# NPT Sorority tank progress



## Stone (Jan 6, 2013)

Here is our 29 gal sorority tank with all the plants and fish it is going to house, I hope lol. I need to take a pic or 2 during feeding time it is so hard to get a pic with all of the girls showing at once. We might add a few more temple plants because they are really good at sucking up ammonia and nitrates or is it nitrites, well one of the 2, hopefully someone will correct me I am sure now enough of my raving and on with the pics.


----------



## LissaLooHoo (Dec 4, 2012)

Your girls are gorgeous! Be careful with these sororities, if you get it just right, and all your girls are happy, get along, and are healthy, it will be a very addicting experience! I find myself always looking at what i know I can't have as my 36 has about reached its carrying capacity! Feeding time is the best time because then you get the little cheese balls who absolutely are little piggies, and jump out of the water for their food. I feed mine micro crickets occasionally and boy do they love that! I have a few bottom feeders who enjoy zucchini and occasionally I'll have a few girls gnaw at it, and its cute to watch! Your tank looks amazing! It looks so much bigger then a 29. How many girls are you housing?


----------



## Stone (Jan 6, 2013)

14 girls 4 corys and a rainbow shark he hides in the castle most of the time or the coral cave, when he is out and about he keeps the girls in line and stops them from having the wwf tryouts in the tank. and yes i know that is pushing the load but I have filter plus plants and I do a lot of extra work too make it work, stress zyme and a few other things to keep everyone happy and healthy


----------



## Jexx (Feb 2, 2013)

do you have a picture of the rainbow shark?


----------



## Crowntails (Feb 12, 2013)

Rainbow sharks need at least a 55 gallon tank.


----------



## Stone (Jan 6, 2013)

Crowntails said:


> Rainbow sharks need at least a 55 gallon tank.

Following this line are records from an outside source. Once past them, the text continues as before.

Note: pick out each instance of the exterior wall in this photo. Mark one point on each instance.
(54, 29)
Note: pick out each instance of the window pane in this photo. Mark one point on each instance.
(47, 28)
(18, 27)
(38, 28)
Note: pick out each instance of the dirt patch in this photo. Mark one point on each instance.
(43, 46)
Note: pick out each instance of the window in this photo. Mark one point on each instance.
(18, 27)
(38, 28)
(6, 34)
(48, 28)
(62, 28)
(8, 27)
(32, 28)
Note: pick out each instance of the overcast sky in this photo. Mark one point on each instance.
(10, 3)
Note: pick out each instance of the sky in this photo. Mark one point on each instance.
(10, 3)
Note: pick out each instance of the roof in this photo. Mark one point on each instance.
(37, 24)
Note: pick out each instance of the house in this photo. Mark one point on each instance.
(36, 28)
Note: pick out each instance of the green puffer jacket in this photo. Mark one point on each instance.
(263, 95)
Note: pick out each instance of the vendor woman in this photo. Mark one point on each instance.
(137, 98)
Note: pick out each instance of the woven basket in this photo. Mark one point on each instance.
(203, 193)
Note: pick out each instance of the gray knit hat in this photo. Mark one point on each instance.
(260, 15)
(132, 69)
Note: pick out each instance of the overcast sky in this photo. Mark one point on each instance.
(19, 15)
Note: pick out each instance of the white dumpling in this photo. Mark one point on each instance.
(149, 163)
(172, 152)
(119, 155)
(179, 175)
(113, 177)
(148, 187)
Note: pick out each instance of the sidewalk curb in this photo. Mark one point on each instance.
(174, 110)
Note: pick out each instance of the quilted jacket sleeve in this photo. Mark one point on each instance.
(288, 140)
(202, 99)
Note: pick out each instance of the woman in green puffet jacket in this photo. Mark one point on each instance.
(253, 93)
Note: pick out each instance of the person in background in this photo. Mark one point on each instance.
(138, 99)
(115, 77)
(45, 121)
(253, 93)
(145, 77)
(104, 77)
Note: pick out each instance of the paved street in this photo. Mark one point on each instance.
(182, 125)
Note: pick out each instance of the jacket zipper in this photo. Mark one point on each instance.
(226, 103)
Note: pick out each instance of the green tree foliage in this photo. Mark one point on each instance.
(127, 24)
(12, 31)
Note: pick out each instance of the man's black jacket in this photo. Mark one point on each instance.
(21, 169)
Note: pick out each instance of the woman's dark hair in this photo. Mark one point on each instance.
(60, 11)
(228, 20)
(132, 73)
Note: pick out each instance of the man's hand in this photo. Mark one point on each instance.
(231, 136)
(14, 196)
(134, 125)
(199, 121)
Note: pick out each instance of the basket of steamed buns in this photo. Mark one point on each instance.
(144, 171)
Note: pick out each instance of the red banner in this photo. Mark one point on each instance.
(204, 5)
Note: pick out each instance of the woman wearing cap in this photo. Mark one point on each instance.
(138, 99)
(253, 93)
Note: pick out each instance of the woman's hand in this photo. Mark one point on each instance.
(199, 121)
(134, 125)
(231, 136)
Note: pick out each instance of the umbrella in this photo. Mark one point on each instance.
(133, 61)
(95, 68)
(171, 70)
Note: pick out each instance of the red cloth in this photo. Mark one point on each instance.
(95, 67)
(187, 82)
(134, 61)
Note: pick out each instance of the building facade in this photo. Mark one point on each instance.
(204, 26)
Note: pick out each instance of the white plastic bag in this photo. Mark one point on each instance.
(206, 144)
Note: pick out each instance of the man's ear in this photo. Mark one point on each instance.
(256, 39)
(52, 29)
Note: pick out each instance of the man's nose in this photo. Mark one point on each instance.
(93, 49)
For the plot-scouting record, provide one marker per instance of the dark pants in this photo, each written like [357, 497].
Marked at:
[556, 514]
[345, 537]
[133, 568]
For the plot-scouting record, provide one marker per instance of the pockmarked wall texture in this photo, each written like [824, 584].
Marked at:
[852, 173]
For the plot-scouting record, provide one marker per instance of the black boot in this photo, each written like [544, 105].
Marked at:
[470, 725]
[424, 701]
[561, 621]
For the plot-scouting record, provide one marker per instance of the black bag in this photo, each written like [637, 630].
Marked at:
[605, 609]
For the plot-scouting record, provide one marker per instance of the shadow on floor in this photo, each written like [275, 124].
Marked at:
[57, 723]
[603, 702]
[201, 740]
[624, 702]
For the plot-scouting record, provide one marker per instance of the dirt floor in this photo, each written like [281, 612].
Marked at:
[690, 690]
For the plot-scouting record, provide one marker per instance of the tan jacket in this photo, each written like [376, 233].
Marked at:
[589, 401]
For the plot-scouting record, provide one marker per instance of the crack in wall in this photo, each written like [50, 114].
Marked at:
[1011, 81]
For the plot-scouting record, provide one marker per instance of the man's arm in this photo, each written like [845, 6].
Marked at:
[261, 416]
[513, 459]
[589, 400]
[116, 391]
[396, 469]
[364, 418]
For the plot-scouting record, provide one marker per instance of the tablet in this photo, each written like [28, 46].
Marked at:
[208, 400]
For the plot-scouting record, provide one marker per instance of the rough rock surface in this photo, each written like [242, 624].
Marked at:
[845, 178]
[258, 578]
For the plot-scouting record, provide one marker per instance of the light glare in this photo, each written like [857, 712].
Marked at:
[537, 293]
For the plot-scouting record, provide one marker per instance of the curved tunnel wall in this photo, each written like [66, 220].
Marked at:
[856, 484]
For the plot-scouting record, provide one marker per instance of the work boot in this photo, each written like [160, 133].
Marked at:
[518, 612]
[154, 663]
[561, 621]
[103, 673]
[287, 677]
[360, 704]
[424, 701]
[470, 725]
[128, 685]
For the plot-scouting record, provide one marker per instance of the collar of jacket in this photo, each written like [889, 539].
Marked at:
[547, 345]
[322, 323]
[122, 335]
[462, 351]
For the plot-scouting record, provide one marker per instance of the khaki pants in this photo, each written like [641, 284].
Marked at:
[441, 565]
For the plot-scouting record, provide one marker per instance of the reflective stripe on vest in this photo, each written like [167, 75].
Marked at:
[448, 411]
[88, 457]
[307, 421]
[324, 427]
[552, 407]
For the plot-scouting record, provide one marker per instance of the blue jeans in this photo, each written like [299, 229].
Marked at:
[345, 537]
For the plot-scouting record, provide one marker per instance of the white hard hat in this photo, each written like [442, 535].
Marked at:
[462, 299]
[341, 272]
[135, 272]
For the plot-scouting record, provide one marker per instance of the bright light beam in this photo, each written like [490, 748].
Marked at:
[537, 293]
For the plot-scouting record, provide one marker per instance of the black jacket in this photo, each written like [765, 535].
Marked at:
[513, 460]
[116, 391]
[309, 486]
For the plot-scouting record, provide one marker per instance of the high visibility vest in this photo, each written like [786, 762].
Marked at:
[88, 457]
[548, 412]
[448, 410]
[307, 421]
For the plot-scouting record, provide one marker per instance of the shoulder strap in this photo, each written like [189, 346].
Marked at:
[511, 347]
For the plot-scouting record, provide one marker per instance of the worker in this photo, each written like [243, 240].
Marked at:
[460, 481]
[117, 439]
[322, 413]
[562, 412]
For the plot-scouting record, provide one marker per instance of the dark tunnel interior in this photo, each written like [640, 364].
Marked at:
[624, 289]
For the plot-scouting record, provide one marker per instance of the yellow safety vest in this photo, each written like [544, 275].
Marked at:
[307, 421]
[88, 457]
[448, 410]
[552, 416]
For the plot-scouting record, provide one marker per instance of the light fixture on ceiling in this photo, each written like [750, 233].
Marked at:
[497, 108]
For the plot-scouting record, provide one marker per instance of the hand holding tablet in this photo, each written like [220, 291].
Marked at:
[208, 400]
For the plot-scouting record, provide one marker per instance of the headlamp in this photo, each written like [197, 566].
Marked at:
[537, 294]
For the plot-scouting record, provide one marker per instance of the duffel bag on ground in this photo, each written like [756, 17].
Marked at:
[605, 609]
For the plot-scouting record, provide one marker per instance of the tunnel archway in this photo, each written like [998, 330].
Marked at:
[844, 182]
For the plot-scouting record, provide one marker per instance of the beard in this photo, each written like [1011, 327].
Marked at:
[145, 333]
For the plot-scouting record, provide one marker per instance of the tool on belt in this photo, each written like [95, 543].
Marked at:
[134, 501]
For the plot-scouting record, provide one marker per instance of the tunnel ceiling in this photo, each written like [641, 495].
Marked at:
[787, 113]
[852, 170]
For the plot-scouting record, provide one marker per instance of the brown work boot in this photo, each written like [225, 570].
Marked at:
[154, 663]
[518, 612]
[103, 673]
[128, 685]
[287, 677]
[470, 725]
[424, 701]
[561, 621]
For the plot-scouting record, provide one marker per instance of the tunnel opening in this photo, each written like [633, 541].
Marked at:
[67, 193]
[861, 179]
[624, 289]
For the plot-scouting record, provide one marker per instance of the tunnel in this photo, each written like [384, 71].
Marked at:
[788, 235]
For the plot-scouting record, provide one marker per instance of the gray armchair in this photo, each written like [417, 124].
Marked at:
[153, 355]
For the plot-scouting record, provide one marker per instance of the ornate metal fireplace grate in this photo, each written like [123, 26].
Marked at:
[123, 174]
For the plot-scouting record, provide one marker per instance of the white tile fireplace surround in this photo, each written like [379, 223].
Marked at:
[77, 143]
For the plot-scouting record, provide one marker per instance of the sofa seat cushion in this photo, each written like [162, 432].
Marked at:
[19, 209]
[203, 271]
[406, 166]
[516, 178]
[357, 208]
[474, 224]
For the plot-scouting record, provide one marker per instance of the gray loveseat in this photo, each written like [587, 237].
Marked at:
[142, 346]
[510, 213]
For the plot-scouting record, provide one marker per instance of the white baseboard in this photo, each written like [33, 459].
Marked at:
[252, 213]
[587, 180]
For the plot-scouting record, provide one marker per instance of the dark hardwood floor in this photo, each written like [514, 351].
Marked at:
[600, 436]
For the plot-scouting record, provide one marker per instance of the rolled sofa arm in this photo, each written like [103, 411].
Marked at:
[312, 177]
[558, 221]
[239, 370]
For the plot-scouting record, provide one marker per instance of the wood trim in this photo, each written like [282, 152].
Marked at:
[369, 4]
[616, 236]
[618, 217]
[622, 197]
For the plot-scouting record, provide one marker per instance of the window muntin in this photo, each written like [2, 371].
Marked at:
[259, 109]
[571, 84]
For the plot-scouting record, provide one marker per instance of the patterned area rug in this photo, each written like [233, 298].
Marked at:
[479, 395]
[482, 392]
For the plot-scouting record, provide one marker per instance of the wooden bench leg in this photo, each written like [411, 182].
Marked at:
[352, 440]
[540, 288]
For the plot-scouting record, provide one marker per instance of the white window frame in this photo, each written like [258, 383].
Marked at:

No they atleast need 30, 55 gal would be ideal, He actually came with that tank, I bought the tank off of craigslist, I guess I might move him to my bigger tank but he seems perfectly happy in that tank with the girls


----------



## Stone (Jan 6, 2013)

Jexx said:


> do you have a picture of the rainbow shark?


Next time he is out and about I will get a pic of him


----------



## Giri (Feb 9, 2010)

It looks fantastic! i was thinking of starting a NPT sorority tank. I got over the loss of Leon Klopaz now,and feel ready to have some ladies.What are all the plants you are using? Are they easy to care for?


----------



## Stone (Jan 6, 2013)

Anacharis, water sprite, Ludwigia ,Green Hygrophila, Moneywort, Red Hygrophila,	
Red Rotala, Water Wisteria, Baby Tears, Bacopa, Cabomba, java fern, temple plant I think thats it's name and a few others basically a ton of plants, but the red ones have not done so well need tons of light and a fert with iron to suceeed with those


----------



## Giri (Feb 9, 2010)

Stone said:


> Anacharis, water sprite, Ludwigia ,Green Hygrophila, Moneywort, Red Hygrophila,
> Red Rotala, Water Wisteria, Baby Tears, Bacopa, Cabomba, java fern, temple plant I think thats it's name and a few others basically a ton of plants, but the red ones have not done so well need tons of light and a fert with iron to suceeed with those


I think I just want to use green anyway for my aquascape, but thank you for the heads up!


----------



## Stone (Jan 6, 2013)

It will take time to figure out what works for you and your water, just be ready to replant stuff constantly until everything gets rooted


----------



## Jexx (Feb 2, 2013)

i don't think i've ever seen a rainbow shark before. I know i could just google it but i like to see ones that ppl actually own. its different some how


----------



## Stone (Jan 6, 2013)

here is the shark....


----------



## Jexx (Feb 2, 2013)

woah! It took me a while to find him lol. He's big! I like his color. Whats his name?


----------



## Stone (Jan 6, 2013)

we call him gargamel, he usually hides in his coral cave or inside the castle and comes out and chases the girls around if they invade his space, he doesn't bite them just chases he enjoys being the boss of the tank


----------



## Jexx (Feb 2, 2013)

hahah gargamel. love it!


----------